Is Direct Decompression Necessary for Lateral Lumbar Interbody Fusion (LLIF)?
A Randomized Controlled Trial Comparing Direct and Indirect Decompression with LLIF in Selected Patients
Objective:
To compare clinical and radiological outcomes after lateral lumbar interbody fusion (LLIF), using either direct or indirect decompression, in patients with degenerative lumbar spine diseases.
Methods:
Patients who underwent single-level LLIF were randomly assigned to two groups:
- Group D: direct decompression
- Group I: indirect decompression
Clinical outcomes were measured using:
- the Oswestry Disability Index (to assess function)
- a visual analog scale (VAS) for back and leg pain
Radiological outcomes included:
- cross-sectional area (CSA) of the thecal sac,
- disc height,
- foraminal height and area,
- fusion rate,
- segmental and lumbar lordosis.
Results:
28 patients were analyzed (14 in each group), with an average age of 66.1 years. Postoperatively, both groups showed significant improvement in all clinical parameters, with no significant differences between the groups at any time point.
All radiological outcomes were similar except the CSA increase, which was significantly greater in Group D (77.73 mm² vs. 54.32 mm²; p = 0.042).
Group I (indirect decompression) had:
- less blood loss (68 mL vs. 210 mL; p < 0.005)
- shorter surgery time (136 min vs. 182 min; p = 0.002)

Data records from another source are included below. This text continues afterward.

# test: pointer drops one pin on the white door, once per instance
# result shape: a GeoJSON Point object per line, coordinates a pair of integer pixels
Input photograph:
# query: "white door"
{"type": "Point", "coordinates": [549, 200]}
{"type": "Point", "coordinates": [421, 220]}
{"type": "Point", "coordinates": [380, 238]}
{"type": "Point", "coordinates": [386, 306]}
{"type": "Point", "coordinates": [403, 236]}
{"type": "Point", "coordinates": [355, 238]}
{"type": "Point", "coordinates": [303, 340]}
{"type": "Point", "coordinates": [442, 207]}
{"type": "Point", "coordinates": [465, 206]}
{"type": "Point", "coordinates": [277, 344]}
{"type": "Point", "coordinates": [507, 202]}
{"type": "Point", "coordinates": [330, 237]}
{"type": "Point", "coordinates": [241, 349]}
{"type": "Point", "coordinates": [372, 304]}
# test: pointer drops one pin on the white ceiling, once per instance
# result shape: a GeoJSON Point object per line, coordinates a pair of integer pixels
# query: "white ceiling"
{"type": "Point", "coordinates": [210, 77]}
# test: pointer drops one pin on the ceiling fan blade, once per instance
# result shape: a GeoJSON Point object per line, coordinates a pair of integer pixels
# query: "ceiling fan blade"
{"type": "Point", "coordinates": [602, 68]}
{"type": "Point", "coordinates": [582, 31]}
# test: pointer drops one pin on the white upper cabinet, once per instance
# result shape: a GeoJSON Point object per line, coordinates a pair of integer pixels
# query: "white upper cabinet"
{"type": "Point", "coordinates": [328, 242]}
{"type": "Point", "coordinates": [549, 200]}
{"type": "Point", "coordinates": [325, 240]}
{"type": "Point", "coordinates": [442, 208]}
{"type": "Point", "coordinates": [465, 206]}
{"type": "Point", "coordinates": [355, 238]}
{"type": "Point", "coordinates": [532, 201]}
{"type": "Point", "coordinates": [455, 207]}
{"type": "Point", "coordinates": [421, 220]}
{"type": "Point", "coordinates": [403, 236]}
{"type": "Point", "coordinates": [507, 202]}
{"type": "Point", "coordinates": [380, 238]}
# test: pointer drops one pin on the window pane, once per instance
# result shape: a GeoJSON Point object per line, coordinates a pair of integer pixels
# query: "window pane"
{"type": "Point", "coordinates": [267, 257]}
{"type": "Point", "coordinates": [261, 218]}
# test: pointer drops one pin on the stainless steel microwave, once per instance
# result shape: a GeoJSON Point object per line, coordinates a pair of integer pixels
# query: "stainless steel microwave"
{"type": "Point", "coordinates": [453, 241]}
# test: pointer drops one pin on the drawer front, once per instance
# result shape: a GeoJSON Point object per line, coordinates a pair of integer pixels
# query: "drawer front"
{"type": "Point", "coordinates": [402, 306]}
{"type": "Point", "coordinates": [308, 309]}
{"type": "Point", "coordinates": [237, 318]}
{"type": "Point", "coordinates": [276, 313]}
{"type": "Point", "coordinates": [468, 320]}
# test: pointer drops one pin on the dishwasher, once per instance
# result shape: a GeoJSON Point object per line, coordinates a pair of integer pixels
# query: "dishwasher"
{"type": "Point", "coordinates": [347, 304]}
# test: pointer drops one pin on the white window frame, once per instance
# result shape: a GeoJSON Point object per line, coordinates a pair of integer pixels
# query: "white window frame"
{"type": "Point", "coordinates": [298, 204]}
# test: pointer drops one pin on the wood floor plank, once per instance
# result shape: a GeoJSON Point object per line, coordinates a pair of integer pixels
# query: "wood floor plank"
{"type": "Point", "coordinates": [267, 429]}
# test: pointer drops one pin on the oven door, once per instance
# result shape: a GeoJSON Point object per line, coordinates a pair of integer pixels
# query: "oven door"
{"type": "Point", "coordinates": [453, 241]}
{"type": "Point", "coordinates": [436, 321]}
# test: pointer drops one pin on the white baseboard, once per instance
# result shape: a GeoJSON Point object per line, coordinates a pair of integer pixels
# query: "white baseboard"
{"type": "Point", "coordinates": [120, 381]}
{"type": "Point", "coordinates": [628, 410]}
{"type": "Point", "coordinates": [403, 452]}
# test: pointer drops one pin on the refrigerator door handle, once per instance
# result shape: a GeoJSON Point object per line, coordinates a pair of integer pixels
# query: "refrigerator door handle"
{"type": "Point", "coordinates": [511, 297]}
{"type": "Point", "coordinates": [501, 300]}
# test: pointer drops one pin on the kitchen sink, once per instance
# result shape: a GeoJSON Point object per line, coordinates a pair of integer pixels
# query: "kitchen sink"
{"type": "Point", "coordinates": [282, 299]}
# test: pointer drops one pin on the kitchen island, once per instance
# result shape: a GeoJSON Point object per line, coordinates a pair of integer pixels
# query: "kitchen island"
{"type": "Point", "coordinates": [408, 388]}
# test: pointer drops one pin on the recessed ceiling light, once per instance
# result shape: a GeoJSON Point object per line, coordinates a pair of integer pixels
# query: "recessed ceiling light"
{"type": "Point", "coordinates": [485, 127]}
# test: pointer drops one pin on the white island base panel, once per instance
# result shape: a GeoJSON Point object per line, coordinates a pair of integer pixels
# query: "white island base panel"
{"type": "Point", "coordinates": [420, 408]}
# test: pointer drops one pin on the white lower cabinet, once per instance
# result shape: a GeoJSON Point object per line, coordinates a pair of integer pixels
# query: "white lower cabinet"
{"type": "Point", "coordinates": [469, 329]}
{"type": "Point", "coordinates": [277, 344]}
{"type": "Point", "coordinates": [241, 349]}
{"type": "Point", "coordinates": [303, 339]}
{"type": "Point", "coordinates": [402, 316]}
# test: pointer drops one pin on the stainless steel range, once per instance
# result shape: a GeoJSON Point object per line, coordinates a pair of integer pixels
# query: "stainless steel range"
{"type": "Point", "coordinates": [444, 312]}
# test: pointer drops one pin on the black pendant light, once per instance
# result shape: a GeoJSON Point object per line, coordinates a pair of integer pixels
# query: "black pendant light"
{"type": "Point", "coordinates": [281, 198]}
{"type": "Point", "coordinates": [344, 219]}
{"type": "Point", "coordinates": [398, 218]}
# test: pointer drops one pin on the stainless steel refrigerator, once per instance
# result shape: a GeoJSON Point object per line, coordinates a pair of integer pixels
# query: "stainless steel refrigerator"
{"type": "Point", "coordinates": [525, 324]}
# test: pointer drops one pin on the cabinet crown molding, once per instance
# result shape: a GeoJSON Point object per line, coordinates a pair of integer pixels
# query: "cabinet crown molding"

Overall complication rates were similar in both groups.
Conclusion:
LLIF with indirect decompression offers equivalent clinical improvements compared to LLIF with additional direct decompression after one year of follow-up. For properly selected patients, direct decompression may not be necessary, as the ligamentotaxis effect from indirect decompression seems sufficient to relieve symptoms, while also reducing blood loss and surgery time.